# John Deere Batteries.



## Grassman09 (Mar 18, 2009)

Anyone else having bad luck with equipment batteries?

My 6430 is 3 seasons old. 1 season it got a work out, season 2 maybe once, this season maybe a handful of times. 

Went to fire it up today as its been a few weeks and its dead as a door nail and won't take a charge. 

Seams like equipment Battreys only last 3 years. My skid steer needed a new one this fall. Stuffed in a big Grp 65 interstate and it doesn't hesitate to start now.


----------



## lawnboy2121 (Jan 25, 2007)

Never had a problem with Deere batteries. In fact I put them in ont of my older machines that we use to load salt and material around the yard and it lasted 7 yrs


----------



## JD Dave (Mar 20, 2007)

Deere batteries are the best IMO. We have tractors that are 2004's all with original batteries. Do you have a theft device drawing power or something like that?


----------



## Camden (Mar 10, 2007)

I have JD batteries in my loader, skid steer and both lawn tractors. The only time I've had a dead battery is after someone left the key on. Other than that no issues.


----------



## JD Dave (Mar 20, 2007)

You also might look into a one a small solar panel that you can leave up on the dash that will trickle charge your battery when not in use. Or put a battery termination switch on it.


----------



## lawnboy2121 (Jan 25, 2007)

Do they still wait until u buy them to fill them with acid


----------



## JD Dave (Mar 20, 2007)

lawnboy2121;1628020 said:


> Do they still wait until u buy them to fill them with acid


Yes................


----------



## Grassman09 (Mar 18, 2009)

JD Dave;1627993 said:


> Deere batteries are the best IMO. We have tractors that are 2004's all with original batteries. Do you have a theft device drawing power or something like that?

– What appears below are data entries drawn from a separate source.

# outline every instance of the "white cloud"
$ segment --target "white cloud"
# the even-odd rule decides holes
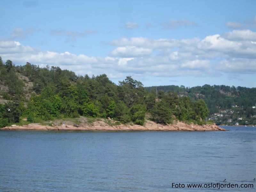
[[[105,57],[42,52],[17,41],[0,40],[0,56],[17,65],[48,64],[80,75],[105,73],[111,78],[255,74],[255,34],[234,30],[202,39],[122,38],[108,44],[114,48]]]
[[[73,37],[84,37],[87,35],[85,33],[67,31],[64,29],[51,29],[50,33],[52,35],[54,36],[64,36]]]
[[[176,20],[170,19],[167,22],[162,22],[160,23],[164,29],[173,29],[181,26],[197,27],[197,24],[195,22],[190,21],[185,19],[180,19]]]
[[[138,57],[146,55],[149,55],[152,52],[150,49],[137,47],[135,46],[126,46],[119,47],[115,49],[110,53],[113,56],[122,57]]]
[[[234,30],[224,33],[221,36],[229,40],[256,41],[256,32],[248,29]]]
[[[13,31],[9,37],[5,38],[6,40],[13,40],[15,38],[25,38],[27,35],[31,35],[39,31],[42,31],[40,29],[36,29],[33,28],[29,28],[23,29],[18,28],[14,28],[13,29]]]
[[[131,29],[138,28],[139,25],[136,23],[132,23],[131,22],[127,22],[125,25],[125,28],[127,29]]]
[[[232,73],[256,73],[256,60],[232,58],[220,61],[216,66],[217,70]]]
[[[227,22],[225,26],[233,29],[242,29],[256,28],[256,16],[252,20],[247,20],[243,23],[239,22]]]

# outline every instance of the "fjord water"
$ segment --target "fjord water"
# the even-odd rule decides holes
[[[229,132],[0,131],[0,191],[208,191],[256,187],[256,127]]]

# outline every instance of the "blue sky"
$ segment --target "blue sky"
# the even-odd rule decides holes
[[[256,87],[256,1],[2,0],[0,56],[145,86]]]

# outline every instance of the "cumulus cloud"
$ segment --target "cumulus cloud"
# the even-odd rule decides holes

No. Think maybe the hazards were left on, but I thought everything shuts off when you turn the key off. Its not used in summer so maybe that's why mine and Stefan's have not lasted. His lasted even less then mine.

I'll look into the solar charger but summer its usually in a dark barn. Also can only get that battery from the dealer. Though of adding two Grps 31s but not enough room. Trying a different charger also to see if it can get some life into it.

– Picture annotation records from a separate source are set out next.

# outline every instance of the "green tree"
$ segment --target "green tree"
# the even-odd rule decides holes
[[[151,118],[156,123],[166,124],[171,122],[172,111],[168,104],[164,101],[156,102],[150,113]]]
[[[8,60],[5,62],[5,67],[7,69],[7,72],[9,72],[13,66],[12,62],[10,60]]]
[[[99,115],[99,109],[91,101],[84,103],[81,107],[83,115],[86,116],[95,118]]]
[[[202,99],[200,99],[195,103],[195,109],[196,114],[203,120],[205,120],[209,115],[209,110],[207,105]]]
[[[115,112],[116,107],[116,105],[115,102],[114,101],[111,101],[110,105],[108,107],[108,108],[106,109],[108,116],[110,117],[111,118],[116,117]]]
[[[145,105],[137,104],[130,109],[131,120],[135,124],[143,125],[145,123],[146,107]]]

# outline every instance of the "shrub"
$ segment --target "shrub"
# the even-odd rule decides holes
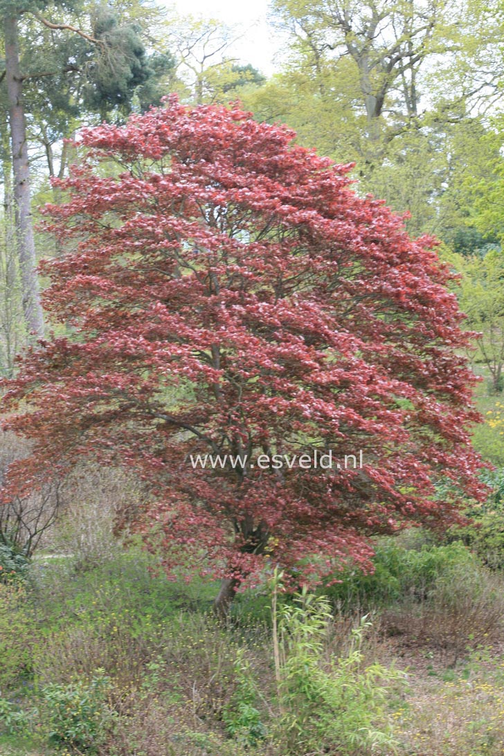
[[[324,640],[331,624],[328,601],[305,590],[293,604],[278,609],[277,734],[282,752],[390,752],[394,740],[384,686],[402,675],[379,664],[363,665],[361,644],[369,625],[366,618],[353,631],[348,654],[326,662]]]
[[[237,652],[234,662],[236,688],[224,707],[222,720],[231,737],[243,745],[256,745],[266,735],[266,727],[257,708],[258,690],[252,676],[250,663],[245,658],[243,649]]]
[[[417,550],[402,547],[392,538],[384,539],[376,548],[373,573],[349,570],[341,576],[341,582],[326,588],[324,593],[335,606],[344,609],[366,610],[400,600],[419,601],[451,565],[465,569],[477,562],[460,541],[444,546],[423,544]]]
[[[453,655],[496,638],[502,627],[504,596],[499,575],[477,563],[454,563],[441,574],[425,600],[385,611],[390,634],[407,634]]]
[[[32,671],[36,627],[19,582],[0,582],[0,689],[17,686]]]
[[[52,745],[95,754],[112,722],[107,704],[110,680],[97,670],[89,683],[83,680],[42,688],[41,696]]]
[[[6,539],[0,543],[0,582],[10,582],[16,578],[24,578],[29,560],[22,551],[17,551]]]

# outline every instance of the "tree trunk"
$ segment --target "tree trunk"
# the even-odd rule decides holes
[[[23,107],[23,80],[20,70],[17,18],[4,19],[5,35],[5,81],[9,108],[16,243],[19,256],[23,311],[26,327],[37,336],[44,334],[44,318],[40,304],[39,279],[29,196],[29,166],[26,125]]]
[[[221,619],[227,616],[240,583],[237,578],[224,578],[221,583],[221,589],[214,601],[214,612]]]

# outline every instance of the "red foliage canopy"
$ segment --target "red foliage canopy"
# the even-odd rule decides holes
[[[10,384],[8,427],[35,442],[14,483],[93,455],[138,469],[136,526],[169,570],[186,551],[221,575],[365,566],[370,534],[447,525],[482,494],[468,336],[433,240],[294,136],[172,99],[84,131],[46,209],[69,251],[42,266],[45,306],[72,335]],[[363,465],[256,463],[315,450]],[[198,454],[248,460],[193,469]]]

Would plugging the solar panel into the smoke lighter work or does it need to be direct to the battery?


----------



## lawnboy2121 (Jan 25, 2007)

Cannot get much fresher of a battery then that


----------



## JD Dave (Mar 20, 2007)

Grassman09;1628085 said:


> No. Think maybe the hazards were left on, but I thought everything shuts off when you turn the key off. Its not used in summer so maybe that's why mine and Stefan's have not lasted. His lasted even less then mine.
> 
> I'll look into the solar charger but summer its usually in a dark barn. Also can only get that battery from the dealer. Though of adding two Grps 31s but not enough room. Trying a different charger also to see if it can get some life into it.
> 
> Would plugging the solar panel into the smoke lighter work or does it need to be direct to the battery?

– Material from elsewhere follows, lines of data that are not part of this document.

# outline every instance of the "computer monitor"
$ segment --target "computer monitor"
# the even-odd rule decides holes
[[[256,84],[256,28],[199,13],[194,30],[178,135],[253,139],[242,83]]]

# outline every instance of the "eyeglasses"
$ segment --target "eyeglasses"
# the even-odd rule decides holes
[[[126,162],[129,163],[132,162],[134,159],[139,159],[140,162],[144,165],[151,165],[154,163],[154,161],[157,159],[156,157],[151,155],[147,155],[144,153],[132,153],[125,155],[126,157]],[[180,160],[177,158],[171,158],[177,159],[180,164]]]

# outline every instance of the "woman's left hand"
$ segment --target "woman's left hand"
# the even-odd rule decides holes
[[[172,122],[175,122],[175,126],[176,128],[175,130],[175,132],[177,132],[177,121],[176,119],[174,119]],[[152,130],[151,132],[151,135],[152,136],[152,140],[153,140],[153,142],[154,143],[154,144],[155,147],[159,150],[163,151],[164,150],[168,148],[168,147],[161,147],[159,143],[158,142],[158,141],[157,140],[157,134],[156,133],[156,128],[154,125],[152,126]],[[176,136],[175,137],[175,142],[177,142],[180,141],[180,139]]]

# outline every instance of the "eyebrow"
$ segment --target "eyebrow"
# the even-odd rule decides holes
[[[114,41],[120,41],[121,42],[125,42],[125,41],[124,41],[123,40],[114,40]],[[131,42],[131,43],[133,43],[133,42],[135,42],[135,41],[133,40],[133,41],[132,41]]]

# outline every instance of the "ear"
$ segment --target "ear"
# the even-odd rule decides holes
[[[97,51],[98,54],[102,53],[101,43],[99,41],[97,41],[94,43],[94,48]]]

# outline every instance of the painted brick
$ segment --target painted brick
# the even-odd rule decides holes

That works but if you leave the 4 ways on your battery will still be toast. The key does not shut the 4 ways off in any vehicle so why would they do it on a tractor.


----------



## 1olddogtwo (Aug 6, 2007)

Who makes the JD batteries


----------



## JD Dave (Mar 20, 2007)

1olddogtwo;1628214 said:


> Who makes the JD batteries


I'm not sure but most of them are an odd size and when I have replaced them it is near impossible to find the exact size which you really need or the battery will not be securely mounted without some fab work. The batteries in our 7000 series Deere's are $376.00.


----------



## Grassman09 (Mar 18, 2009)

JD Dave;1628225 said:


> I'm not sure but most of them are an odd size and when I have replaced them it is near impossible to find the exact size which you really need or the battery will not be securely mounted without some fab work. The batteries in our 7000 series Deere's are $376.00.


Yup Interstate has it listed in there books as dealer only item. Green Tractors Milton said $365

Never thought of your point on the 4 ways. My buddy who drives it is my mechanic so if anyone should know it would be him. Accidents happen. Glad it wasn't needed for a storm.


----------



## JD Dave (Mar 20, 2007)

Grassman09;1628342 said:


> Yup Interstate has it listed in there books as dealer only item. Green Tractors Milton said $365
> 
> Never thought of your point on the 4 ways. My buddy who drives it is my mechanic so if anyone should know it would be him. Accidents happen. Glad it wasn't needed for a storm.


The 6000 series is a smaller battery.


----------